The regimes and general politics of truth are the progeny of scientific discourse and institutions and are reinforced and validated through the education system, the media and the dominant or state sanctioned political and economic ideologies. The battle for the truth is seldom about the quest for absolute truth but a battle about the status of the truth and the socio-economic and political role it signifies. Truth is about the interests enabled or constrained.

If we assume that scientific method is a reliable method of creating the truth and the essential knowledge base as well as the power it confers. As Francis Bacon put it “power and knowledge go hand in hand”. Since science opens new vistas of knowledge, it pushes as to question old paradigms and disrupts existing order, and that is always political.

In a new book, Fool Me Twice: Fighting the Assault on Science in America, Shawn Lawrence Otto argues that the politics of science is not new. Every time a scientist makes a factual assertion such as the earth goes around the sun, there is such a thing as evolution, or that human are causing climate change somebody’s vested interests are either enabled or constrained.

Lawrence Shawn Otto further argues that the reasons the church went to absurd lengths to deal with Galileo are the same reasons we fight political battles over climate change today. According to Otto, the practice of science cannot be apolitical. The essence of the scientific process is to question long-held assumptions and to build knowledge that is independent of our beliefs or assumptions.

Hence a scientifically testable claim can be shown to be most probably true or utterly flawed, regardless of who makes it – president or pope or peasant. Science is therefore inherently egalitarian, annihilating hierarchical power structures.

Otto posits that the challenge to authority that science presents is one of many reasons why it has flourished in free, democratic societies. Otto further suggests that the scientific revolution has been led largely by the liberal democracies of Europe and North America.

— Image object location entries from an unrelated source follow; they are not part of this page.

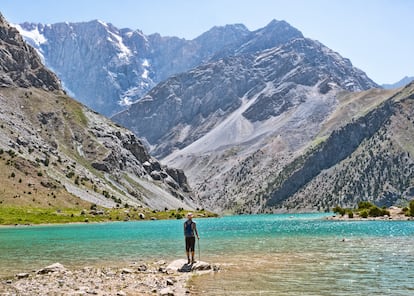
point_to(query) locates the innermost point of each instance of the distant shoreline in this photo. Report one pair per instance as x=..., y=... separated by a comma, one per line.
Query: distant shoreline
x=396, y=214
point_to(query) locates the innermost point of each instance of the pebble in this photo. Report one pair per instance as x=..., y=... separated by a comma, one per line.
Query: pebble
x=55, y=279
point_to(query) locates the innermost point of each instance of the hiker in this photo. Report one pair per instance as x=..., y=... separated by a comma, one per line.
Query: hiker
x=190, y=228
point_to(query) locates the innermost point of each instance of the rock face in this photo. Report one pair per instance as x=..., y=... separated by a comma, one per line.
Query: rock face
x=107, y=68
x=68, y=153
x=19, y=65
x=272, y=82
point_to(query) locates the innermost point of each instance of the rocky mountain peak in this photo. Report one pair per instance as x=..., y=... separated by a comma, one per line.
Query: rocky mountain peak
x=19, y=63
x=274, y=34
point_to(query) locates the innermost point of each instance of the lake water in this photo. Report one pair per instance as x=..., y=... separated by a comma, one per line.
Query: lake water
x=301, y=254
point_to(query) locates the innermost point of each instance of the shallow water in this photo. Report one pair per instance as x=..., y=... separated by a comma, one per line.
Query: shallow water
x=300, y=254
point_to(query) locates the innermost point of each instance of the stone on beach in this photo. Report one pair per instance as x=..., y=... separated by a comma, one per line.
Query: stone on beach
x=181, y=265
x=159, y=277
x=55, y=267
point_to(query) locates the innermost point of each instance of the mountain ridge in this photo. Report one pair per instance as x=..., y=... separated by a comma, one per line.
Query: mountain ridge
x=107, y=68
x=56, y=152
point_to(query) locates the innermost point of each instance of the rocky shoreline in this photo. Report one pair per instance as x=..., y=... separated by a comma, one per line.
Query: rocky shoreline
x=159, y=278
x=396, y=213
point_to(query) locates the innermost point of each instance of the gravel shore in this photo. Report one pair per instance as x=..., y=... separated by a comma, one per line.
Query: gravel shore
x=157, y=278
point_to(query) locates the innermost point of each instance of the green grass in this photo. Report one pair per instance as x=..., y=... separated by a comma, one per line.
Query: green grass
x=12, y=215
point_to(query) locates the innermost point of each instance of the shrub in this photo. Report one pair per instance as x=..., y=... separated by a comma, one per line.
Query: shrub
x=412, y=208
x=365, y=205
x=364, y=214
x=374, y=212
x=339, y=210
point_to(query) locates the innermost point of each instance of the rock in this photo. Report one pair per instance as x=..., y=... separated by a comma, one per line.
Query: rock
x=167, y=292
x=126, y=271
x=170, y=282
x=142, y=267
x=56, y=267
x=181, y=265
x=22, y=275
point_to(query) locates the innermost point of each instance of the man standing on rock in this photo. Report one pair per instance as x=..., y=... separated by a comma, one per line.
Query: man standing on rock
x=190, y=228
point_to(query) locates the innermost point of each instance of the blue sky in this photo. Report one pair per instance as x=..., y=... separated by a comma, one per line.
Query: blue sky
x=376, y=35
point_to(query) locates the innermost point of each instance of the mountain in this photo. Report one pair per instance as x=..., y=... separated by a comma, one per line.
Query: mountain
x=403, y=82
x=248, y=90
x=236, y=125
x=55, y=152
x=108, y=68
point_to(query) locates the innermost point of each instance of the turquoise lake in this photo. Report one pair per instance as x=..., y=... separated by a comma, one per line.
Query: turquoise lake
x=302, y=254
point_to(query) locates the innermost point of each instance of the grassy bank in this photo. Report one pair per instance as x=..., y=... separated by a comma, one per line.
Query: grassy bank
x=12, y=215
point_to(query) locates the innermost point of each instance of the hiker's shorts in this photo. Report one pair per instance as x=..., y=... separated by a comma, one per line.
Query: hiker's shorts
x=190, y=243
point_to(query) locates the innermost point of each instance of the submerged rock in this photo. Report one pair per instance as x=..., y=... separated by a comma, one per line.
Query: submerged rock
x=181, y=265
x=55, y=267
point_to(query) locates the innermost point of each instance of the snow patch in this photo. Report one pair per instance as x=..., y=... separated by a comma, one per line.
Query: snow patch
x=125, y=52
x=34, y=35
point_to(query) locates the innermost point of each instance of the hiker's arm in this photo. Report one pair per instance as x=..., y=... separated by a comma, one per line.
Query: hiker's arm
x=195, y=230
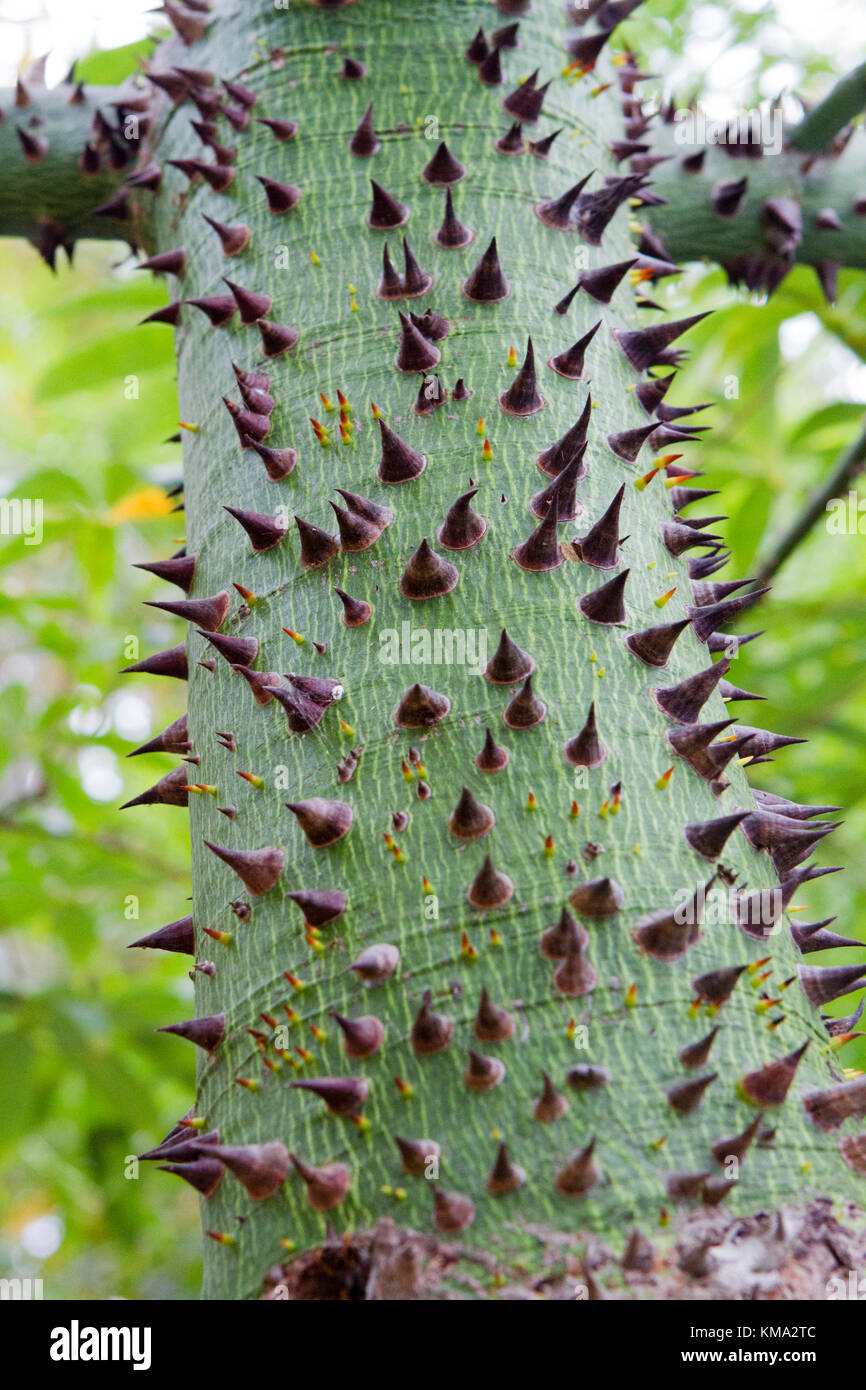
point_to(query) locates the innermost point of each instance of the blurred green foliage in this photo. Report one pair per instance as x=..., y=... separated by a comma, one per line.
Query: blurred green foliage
x=85, y=1082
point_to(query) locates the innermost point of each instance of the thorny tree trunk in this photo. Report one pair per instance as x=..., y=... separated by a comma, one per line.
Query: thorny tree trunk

Of significance is the observation by Otto that the prevailing political climate in the US has hampered US policy makers’ capacity to respond to many and urgent science policy issues.

In her widely acclaimed book “The Age of American Unreason” American writer Susan Jacoby observes;
It remains to be seen, as the current presidential campaign unfolds, whether Americans are willing to consider what the flight from reason has cost us as a people and whether any candidate has the will or the courage to talk about ignorance as a political issue affecting everything from scientific research to decisions about war and peace."

In his book “The Assault on Reason” Al Gore asks "Why do reason, logic and truth seem to play a sharply diminished role in the way America now makes important decisions?" Al Gore offers that the persistent and sustained reliance on falsehoods as the basis of policy, even in the face of massive and well-understood evidence to the contrary has reached levels previously imagined.

Thomas Jefferson believed that without a well-informed voter/citizenry, the very exercise of democracy becomes removed from the problems it is charged with solving. One might think Jefferson was referring to the Tea Party or Occupy Wall Street. There is no debate or discussion in empty chambers of the Senate or the House of Representatives. The US Congress is silent, dysfunctional.

Without the anchor provided by enlightened opinion of the citizenry and their representatives, society may become paralyzed or worse, corrupted and besieged by powerful interests seeking to perpetuate and preserve existing hierarchical power structures.

Lawrence Shawn Otto asks if American-style democracy beholden to the Tea Party, the Birthers, and Occupy Wall Street will be able to compete in the age of reason–; complex, science driven global economy – where nations like China are run by engineers and scientists.